Chris presents his impressions of Okie-Tex ‘09, so read on!

The Trip...

Traveling from Ann Arbor to Camp Billy-Joe, in Kenton, Oklahoma (home of the Okie-Tex Star Party (OTSP)) is a 1,250 miles experience that many would ask why make this trip? Months earlier the e-mail buzz started amongst Lowbrows Mark Deprest, Don Foley, Nathan Murphy, Doug Scobel, Robert Wade, and a reluctant yours truly. I was won over by an opportunity to observe in skies reported to be darker than our other recent annual haunt at the Black Forest Star Party (BFSP) deep in the mountains of central Pennsylvania; and, a guarantee of no recent hurricane tracking over the observing field as we experienced at the last 2 of 3 BFSPs. Driving was a day and half experience. One has to overnight on the way, and I landed in the small town of Abilene, Kansas, home of the Dwight D. Eisenhower Library and Museum. No I didn’t see it, I didn’t have time, and I was driving. They say half the fun of traveling is getting there. My fun found me the next morning when I woke to find the weather was in a fowl mod. The clouds were laying on the ground and prospects for the first night’s observing was not looking good. We all traveled separately to OTSP and eventually I caught up to Camp Lowbrow West already established by Mark and Nate on Saturday, the opening day of OTSP.

Day One and First Night Observing

When driving in the Oklahoma panhandle, one notices the driver of every passing pick-up waves to you as they go by; and, the expectation is you will do the same. Don’t ask me how I know this, but I did confirm it with my fellow Lowbrows. So, when traveling in the Oklahoma panhandle, don’t forget to wave. I landed at Camp Lowbrow on Sunday, at 2:00 PM, set up camp, had a beer, caught a bite to eat; and, made the scope ready for a night’s Observat’n. Yes, you heard it right. I had a beer. OTSP is very laid back. Having a brew is not prohibited, just don’t flaunt it and no one will bother you. The weather wasn’t as billed by our previous Lowbrow OTSP veterans, but was still promising. Got the cool down fan going on the scope’s mirror, and proceeded to collimating the scope. Now you can imagine that after driving half way across the country for a day and a half, that one wouldn’t be at the top of your game. Well, that was me on the first night. The sky wasn’t exactly cooperating either. A mix of upper level clouds and marginal seeing lowered our expectations right away. Someone decided to dial up Jupiter. The view of old Jove was incredible. “Best Jupiter ever seen”, was the cry from the assembled Lowbrows. We witnessed Jupiter’s belts as never seen before. The Great Red Spot was huge, festoons were numerous, mini belts were seen between the South Equatorial Belt and polar region; and, colors such as brown, terra-cotta, black, and green were displayed on the belts big and small. Definitely a peak experience. The sky closed down somewhere after midnight, and so did the Lowbrows.

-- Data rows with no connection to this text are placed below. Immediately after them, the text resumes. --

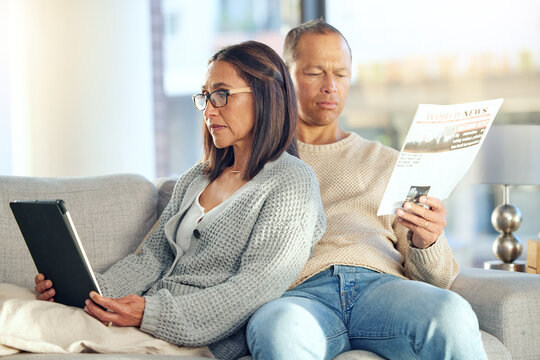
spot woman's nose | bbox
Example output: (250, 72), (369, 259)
(204, 100), (217, 118)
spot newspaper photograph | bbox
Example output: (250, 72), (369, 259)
(377, 99), (503, 215)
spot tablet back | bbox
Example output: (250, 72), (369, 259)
(9, 200), (101, 308)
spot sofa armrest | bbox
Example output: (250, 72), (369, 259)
(153, 177), (178, 218)
(451, 268), (540, 359)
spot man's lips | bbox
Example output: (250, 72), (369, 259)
(317, 101), (337, 110)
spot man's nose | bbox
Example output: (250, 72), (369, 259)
(321, 76), (337, 94)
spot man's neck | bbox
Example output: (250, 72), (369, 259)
(296, 123), (349, 145)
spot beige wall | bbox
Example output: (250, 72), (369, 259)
(9, 0), (155, 178)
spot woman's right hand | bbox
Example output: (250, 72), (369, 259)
(34, 274), (56, 301)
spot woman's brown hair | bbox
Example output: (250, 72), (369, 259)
(203, 41), (298, 181)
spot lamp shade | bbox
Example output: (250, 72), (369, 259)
(469, 125), (540, 185)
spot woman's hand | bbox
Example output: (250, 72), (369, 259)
(84, 291), (146, 327)
(396, 196), (446, 249)
(34, 274), (56, 301)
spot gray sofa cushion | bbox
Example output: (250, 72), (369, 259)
(0, 174), (158, 287)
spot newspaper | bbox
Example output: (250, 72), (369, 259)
(377, 99), (503, 215)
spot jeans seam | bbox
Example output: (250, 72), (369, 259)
(326, 330), (348, 340)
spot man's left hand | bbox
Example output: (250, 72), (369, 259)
(396, 196), (446, 249)
(84, 291), (146, 327)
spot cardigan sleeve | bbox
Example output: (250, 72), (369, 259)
(96, 201), (174, 297)
(141, 169), (326, 346)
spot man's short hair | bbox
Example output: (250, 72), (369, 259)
(283, 18), (352, 68)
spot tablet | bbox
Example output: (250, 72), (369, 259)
(9, 200), (101, 308)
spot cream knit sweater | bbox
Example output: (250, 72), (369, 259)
(293, 133), (458, 288)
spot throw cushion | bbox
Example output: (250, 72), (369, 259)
(0, 284), (214, 358)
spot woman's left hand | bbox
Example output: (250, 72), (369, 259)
(84, 291), (146, 327)
(396, 196), (446, 249)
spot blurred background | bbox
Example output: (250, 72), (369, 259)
(0, 0), (540, 267)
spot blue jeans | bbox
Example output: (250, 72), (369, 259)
(247, 266), (487, 360)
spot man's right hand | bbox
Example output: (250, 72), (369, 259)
(34, 274), (56, 301)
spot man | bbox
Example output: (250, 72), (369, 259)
(247, 20), (486, 360)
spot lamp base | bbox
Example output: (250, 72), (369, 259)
(484, 260), (527, 272)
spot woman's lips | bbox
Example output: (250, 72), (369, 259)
(317, 101), (337, 110)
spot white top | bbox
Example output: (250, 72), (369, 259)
(176, 191), (205, 254)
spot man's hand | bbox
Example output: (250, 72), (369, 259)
(84, 291), (146, 327)
(34, 274), (56, 301)
(396, 196), (446, 249)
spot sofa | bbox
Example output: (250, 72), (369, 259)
(0, 174), (540, 360)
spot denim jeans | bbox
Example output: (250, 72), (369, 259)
(247, 266), (487, 360)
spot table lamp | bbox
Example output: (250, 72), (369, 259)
(471, 125), (540, 271)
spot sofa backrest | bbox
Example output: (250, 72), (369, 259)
(0, 174), (159, 288)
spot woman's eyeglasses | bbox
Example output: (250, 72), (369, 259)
(193, 87), (251, 111)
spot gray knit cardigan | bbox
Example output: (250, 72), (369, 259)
(97, 153), (326, 359)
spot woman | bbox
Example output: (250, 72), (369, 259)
(36, 41), (325, 359)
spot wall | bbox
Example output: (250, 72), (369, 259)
(8, 0), (155, 178)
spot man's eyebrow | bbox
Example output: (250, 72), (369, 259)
(212, 82), (232, 89)
(305, 64), (349, 71)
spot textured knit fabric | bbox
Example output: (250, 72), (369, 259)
(293, 133), (458, 288)
(98, 153), (325, 359)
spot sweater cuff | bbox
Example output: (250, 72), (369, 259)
(407, 231), (444, 264)
(141, 295), (161, 335)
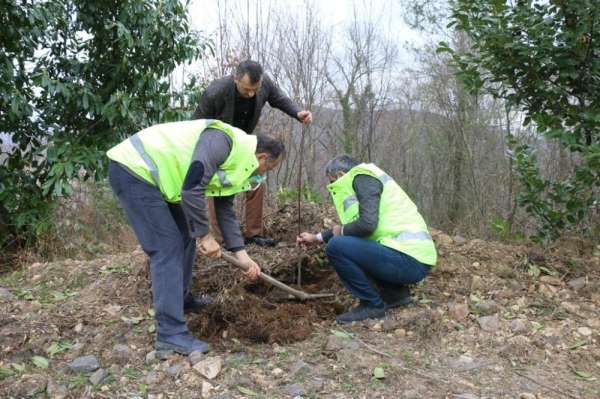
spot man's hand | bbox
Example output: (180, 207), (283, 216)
(198, 233), (221, 258)
(297, 110), (312, 125)
(296, 231), (319, 245)
(234, 250), (260, 280)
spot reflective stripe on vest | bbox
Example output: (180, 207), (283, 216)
(217, 169), (231, 187)
(129, 133), (160, 187)
(327, 164), (437, 266)
(344, 195), (358, 210)
(394, 231), (431, 241)
(344, 174), (394, 211)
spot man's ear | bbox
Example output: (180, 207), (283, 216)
(256, 152), (269, 161)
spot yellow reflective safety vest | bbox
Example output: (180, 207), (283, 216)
(327, 163), (437, 266)
(106, 119), (258, 203)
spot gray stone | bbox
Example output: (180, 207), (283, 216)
(113, 344), (133, 363)
(448, 303), (469, 321)
(165, 362), (190, 377)
(283, 384), (306, 397)
(476, 300), (500, 316)
(188, 351), (206, 366)
(477, 314), (500, 332)
(289, 360), (309, 380)
(509, 319), (527, 334)
(325, 335), (360, 352)
(448, 355), (474, 370)
(113, 344), (132, 357)
(154, 351), (175, 360)
(146, 351), (156, 363)
(306, 377), (325, 393)
(46, 380), (69, 399)
(90, 369), (108, 385)
(69, 355), (100, 373)
(452, 235), (467, 245)
(402, 389), (423, 399)
(0, 287), (15, 302)
(194, 356), (223, 380)
(471, 274), (485, 292)
(145, 371), (164, 386)
(567, 276), (586, 291)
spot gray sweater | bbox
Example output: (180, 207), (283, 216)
(321, 175), (383, 242)
(181, 129), (244, 252)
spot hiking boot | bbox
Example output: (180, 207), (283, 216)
(183, 294), (214, 313)
(335, 302), (385, 324)
(155, 332), (209, 355)
(379, 285), (412, 309)
(244, 235), (277, 247)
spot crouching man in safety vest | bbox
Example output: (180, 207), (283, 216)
(107, 119), (285, 354)
(297, 155), (437, 324)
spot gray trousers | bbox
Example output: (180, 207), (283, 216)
(108, 161), (196, 335)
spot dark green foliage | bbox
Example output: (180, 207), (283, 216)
(0, 0), (205, 247)
(439, 0), (600, 241)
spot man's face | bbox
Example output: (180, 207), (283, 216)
(234, 74), (262, 98)
(327, 171), (346, 183)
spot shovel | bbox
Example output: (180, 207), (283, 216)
(221, 252), (333, 301)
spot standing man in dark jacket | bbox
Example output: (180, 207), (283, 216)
(194, 60), (312, 246)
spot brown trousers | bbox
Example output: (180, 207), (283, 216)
(208, 184), (266, 242)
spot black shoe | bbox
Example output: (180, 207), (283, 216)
(379, 285), (412, 309)
(244, 235), (277, 247)
(335, 302), (385, 324)
(183, 294), (214, 313)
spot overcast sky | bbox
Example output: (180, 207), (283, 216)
(185, 0), (428, 72)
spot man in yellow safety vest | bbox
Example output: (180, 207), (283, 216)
(107, 119), (285, 354)
(297, 155), (437, 324)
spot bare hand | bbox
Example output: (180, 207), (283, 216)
(296, 231), (318, 245)
(331, 225), (342, 236)
(198, 233), (221, 258)
(235, 250), (260, 280)
(297, 110), (312, 125)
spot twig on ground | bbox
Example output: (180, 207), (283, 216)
(513, 369), (577, 399)
(221, 252), (333, 300)
(339, 327), (473, 388)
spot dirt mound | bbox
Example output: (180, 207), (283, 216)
(0, 205), (600, 398)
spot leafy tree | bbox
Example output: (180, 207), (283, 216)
(0, 0), (206, 247)
(439, 0), (600, 241)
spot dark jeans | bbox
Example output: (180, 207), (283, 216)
(325, 236), (430, 306)
(108, 161), (196, 335)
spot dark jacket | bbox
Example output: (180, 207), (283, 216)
(193, 74), (301, 133)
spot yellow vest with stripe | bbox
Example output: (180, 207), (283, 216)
(327, 163), (437, 266)
(106, 119), (258, 203)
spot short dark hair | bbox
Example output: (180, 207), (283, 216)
(256, 134), (285, 159)
(325, 154), (359, 176)
(235, 60), (263, 84)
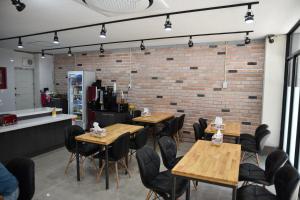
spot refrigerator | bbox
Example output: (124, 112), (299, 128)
(68, 71), (96, 130)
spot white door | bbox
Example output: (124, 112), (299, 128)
(15, 68), (34, 110)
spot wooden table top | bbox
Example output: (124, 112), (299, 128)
(75, 124), (144, 145)
(172, 140), (241, 186)
(132, 112), (175, 124)
(205, 122), (241, 137)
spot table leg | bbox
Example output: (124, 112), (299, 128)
(171, 176), (176, 200)
(76, 141), (80, 181)
(105, 145), (109, 190)
(185, 180), (191, 200)
(232, 186), (237, 200)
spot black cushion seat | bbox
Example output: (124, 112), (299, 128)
(237, 185), (278, 200)
(239, 163), (270, 185)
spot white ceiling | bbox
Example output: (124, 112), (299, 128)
(0, 0), (300, 53)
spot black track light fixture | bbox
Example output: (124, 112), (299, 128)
(68, 47), (72, 56)
(165, 15), (172, 31)
(41, 50), (45, 58)
(53, 31), (59, 44)
(100, 24), (106, 38)
(18, 37), (24, 49)
(188, 36), (194, 47)
(11, 0), (26, 12)
(140, 40), (146, 51)
(100, 44), (104, 54)
(245, 32), (251, 44)
(245, 4), (254, 24)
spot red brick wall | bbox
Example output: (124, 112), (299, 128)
(54, 41), (265, 139)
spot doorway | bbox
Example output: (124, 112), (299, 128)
(15, 68), (34, 110)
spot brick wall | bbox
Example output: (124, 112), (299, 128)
(54, 41), (265, 139)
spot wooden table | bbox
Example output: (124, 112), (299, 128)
(132, 112), (175, 149)
(75, 124), (144, 189)
(172, 140), (241, 200)
(205, 122), (241, 144)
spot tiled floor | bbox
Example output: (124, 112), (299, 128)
(33, 143), (270, 200)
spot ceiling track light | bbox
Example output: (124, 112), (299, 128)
(245, 4), (254, 24)
(41, 50), (45, 58)
(100, 24), (106, 38)
(53, 31), (59, 44)
(68, 47), (72, 56)
(165, 15), (172, 31)
(188, 36), (194, 47)
(245, 32), (251, 44)
(100, 44), (104, 54)
(18, 37), (24, 49)
(140, 40), (146, 51)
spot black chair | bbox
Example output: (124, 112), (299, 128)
(129, 126), (150, 158)
(95, 133), (131, 188)
(136, 146), (189, 200)
(65, 125), (99, 175)
(158, 136), (183, 170)
(239, 150), (288, 186)
(177, 114), (185, 141)
(240, 124), (269, 143)
(240, 129), (270, 165)
(5, 157), (35, 200)
(237, 165), (300, 200)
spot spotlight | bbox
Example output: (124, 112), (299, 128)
(188, 36), (194, 47)
(18, 37), (24, 49)
(41, 50), (45, 58)
(68, 47), (72, 56)
(140, 40), (146, 51)
(268, 35), (275, 44)
(165, 15), (172, 31)
(100, 44), (104, 54)
(245, 4), (254, 24)
(11, 0), (26, 12)
(245, 32), (251, 44)
(100, 24), (106, 38)
(53, 31), (59, 44)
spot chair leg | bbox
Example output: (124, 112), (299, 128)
(65, 153), (75, 175)
(115, 161), (119, 189)
(255, 153), (259, 166)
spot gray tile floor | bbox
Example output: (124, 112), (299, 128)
(33, 143), (274, 200)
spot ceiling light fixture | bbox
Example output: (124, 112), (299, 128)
(188, 36), (194, 47)
(11, 0), (26, 12)
(100, 24), (106, 38)
(53, 31), (59, 44)
(165, 15), (172, 31)
(140, 40), (146, 51)
(245, 4), (254, 24)
(18, 37), (24, 49)
(68, 47), (72, 56)
(245, 32), (251, 44)
(100, 44), (104, 54)
(41, 50), (45, 58)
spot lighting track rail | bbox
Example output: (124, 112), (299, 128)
(0, 1), (259, 41)
(42, 30), (253, 52)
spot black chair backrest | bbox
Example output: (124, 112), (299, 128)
(178, 114), (185, 130)
(193, 123), (204, 141)
(158, 136), (177, 169)
(274, 165), (300, 200)
(110, 133), (130, 160)
(6, 158), (35, 200)
(136, 146), (160, 188)
(255, 124), (269, 135)
(134, 126), (150, 149)
(65, 125), (84, 153)
(198, 117), (207, 130)
(265, 150), (289, 184)
(255, 129), (271, 151)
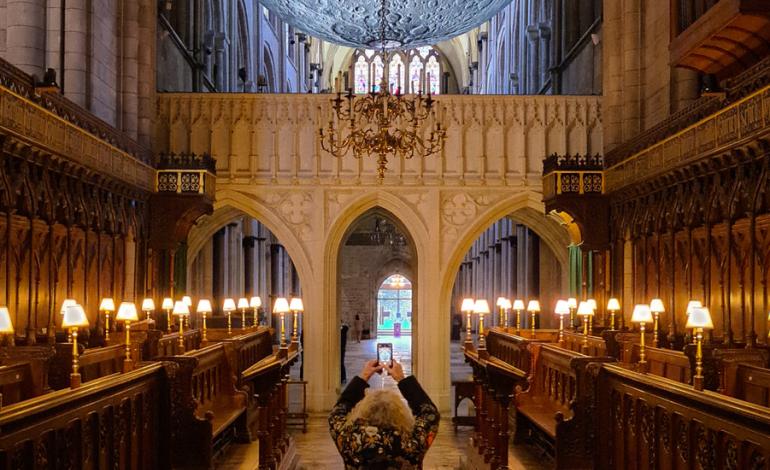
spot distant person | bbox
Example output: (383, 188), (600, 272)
(340, 322), (350, 383)
(329, 359), (440, 470)
(353, 315), (363, 343)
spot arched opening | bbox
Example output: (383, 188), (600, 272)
(337, 208), (418, 385)
(187, 211), (302, 350)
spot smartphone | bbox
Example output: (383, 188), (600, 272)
(377, 343), (393, 367)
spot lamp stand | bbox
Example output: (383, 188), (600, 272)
(291, 310), (299, 344)
(692, 328), (703, 391)
(70, 328), (80, 388)
(532, 312), (537, 338)
(177, 315), (185, 354)
(281, 312), (286, 348)
(516, 310), (521, 335)
(123, 320), (134, 374)
(465, 310), (473, 343)
(639, 322), (647, 372)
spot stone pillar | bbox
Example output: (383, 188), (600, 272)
(5, 0), (46, 80)
(63, 0), (91, 109)
(120, 1), (139, 140)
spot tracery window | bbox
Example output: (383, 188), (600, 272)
(350, 46), (443, 94)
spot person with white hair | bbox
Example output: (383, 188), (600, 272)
(329, 359), (440, 470)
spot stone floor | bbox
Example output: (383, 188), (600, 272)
(217, 336), (551, 470)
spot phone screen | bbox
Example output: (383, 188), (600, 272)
(377, 343), (393, 367)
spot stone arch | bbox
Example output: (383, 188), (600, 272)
(187, 190), (313, 286)
(440, 191), (570, 326)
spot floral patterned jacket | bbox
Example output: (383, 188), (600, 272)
(329, 376), (440, 470)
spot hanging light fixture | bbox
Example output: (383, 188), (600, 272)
(319, 0), (446, 182)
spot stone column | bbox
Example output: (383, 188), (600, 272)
(5, 0), (46, 80)
(121, 1), (139, 140)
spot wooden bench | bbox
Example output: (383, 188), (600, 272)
(629, 344), (693, 384)
(585, 364), (770, 470)
(48, 343), (126, 390)
(723, 361), (770, 407)
(560, 331), (607, 357)
(160, 342), (248, 468)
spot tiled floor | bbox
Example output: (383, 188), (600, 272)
(217, 336), (550, 470)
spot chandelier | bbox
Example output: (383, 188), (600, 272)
(319, 0), (446, 183)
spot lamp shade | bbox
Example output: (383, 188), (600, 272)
(527, 300), (540, 312)
(685, 300), (703, 315)
(61, 304), (88, 328)
(460, 298), (476, 312)
(289, 297), (305, 312)
(160, 297), (174, 310)
(222, 298), (235, 312)
(197, 299), (211, 313)
(142, 298), (155, 312)
(577, 301), (594, 315)
(115, 302), (139, 321)
(631, 304), (652, 323)
(473, 299), (489, 315)
(171, 300), (190, 315)
(59, 299), (77, 315)
(650, 299), (666, 313)
(0, 307), (14, 333)
(99, 297), (115, 312)
(685, 307), (714, 330)
(273, 297), (289, 313)
(553, 299), (569, 315)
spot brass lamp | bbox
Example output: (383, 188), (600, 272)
(289, 297), (305, 344)
(473, 299), (489, 349)
(62, 304), (89, 388)
(650, 299), (666, 348)
(254, 295), (262, 327)
(460, 297), (476, 343)
(222, 298), (235, 336)
(160, 297), (174, 333)
(182, 295), (192, 328)
(607, 297), (620, 330)
(142, 297), (155, 320)
(196, 299), (212, 344)
(238, 297), (249, 330)
(99, 297), (115, 343)
(273, 297), (289, 348)
(553, 299), (569, 344)
(631, 304), (652, 372)
(513, 299), (524, 335)
(173, 300), (190, 354)
(527, 300), (540, 338)
(115, 302), (139, 373)
(685, 307), (714, 390)
(586, 299), (599, 335)
(567, 297), (577, 331)
(495, 297), (511, 327)
(684, 300), (703, 344)
(577, 301), (594, 354)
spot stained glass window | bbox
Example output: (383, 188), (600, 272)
(354, 56), (369, 94)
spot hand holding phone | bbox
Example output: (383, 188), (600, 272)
(377, 343), (393, 367)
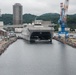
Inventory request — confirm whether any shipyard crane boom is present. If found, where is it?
[58,0,69,37]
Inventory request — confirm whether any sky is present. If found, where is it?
[0,0,76,15]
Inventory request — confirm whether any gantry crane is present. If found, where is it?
[58,0,69,37]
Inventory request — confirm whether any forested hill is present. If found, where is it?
[0,13,76,29]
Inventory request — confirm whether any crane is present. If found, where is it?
[58,0,69,37]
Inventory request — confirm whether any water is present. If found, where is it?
[0,40,76,75]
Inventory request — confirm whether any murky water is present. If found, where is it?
[0,40,76,75]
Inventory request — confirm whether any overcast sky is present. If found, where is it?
[0,0,76,15]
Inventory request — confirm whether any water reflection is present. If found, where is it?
[0,40,76,75]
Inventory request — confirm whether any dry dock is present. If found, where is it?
[53,36,76,48]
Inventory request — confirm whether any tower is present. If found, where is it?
[13,3,22,25]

Day two, Eye Candy, and beyond the Milky Way

Woke up the next morning late after a restful sleep on the ground only to find our clan ready to go to breakfast at the Kenton’s ‘Merc’. Kenton is the small town adjacent to Camp Billy-Joe and is reported to have a population of 26. The ‘Merc’ or Mercantile is the only business in evidence of operation in Kenton and serves as the local food store, restaurant, and family room for the community. The food was filling. So after breakfast, Mark, Robert, and I decided to go a mesa walk around the perimeter of Camp Billy-Joe. During this 3-hour scramble we witness strange geology (Hey, anybody seen my rock?), high mesa flora, and cow pies. Don’t ask me how cattle get on top of these mesas, but obviously they can and did as evidenced by leaving their calling cards. Night two was shaping up to be better than the first night, but not the ‘effing’ darkness that I was promised. The assembled Lowbrows made ready their scopes. Before we new it, the darkness was upon us. Previously many of us expressed a wiliness to spend some quality time looking at some bright eye candy in addition to the usual faint fuzzies. I was ready to put to the test a new wide field eyepiece that I recently procured. So it made sense to start the evening in the Milky Way stream beginning in Sagittarius. OTSP is almost 37 degrees north latitude or about 7 degrees farther south than Peach Mountain. That puts those objects in the southern Milky Way that much higher in the sky for our viewing enjoyment.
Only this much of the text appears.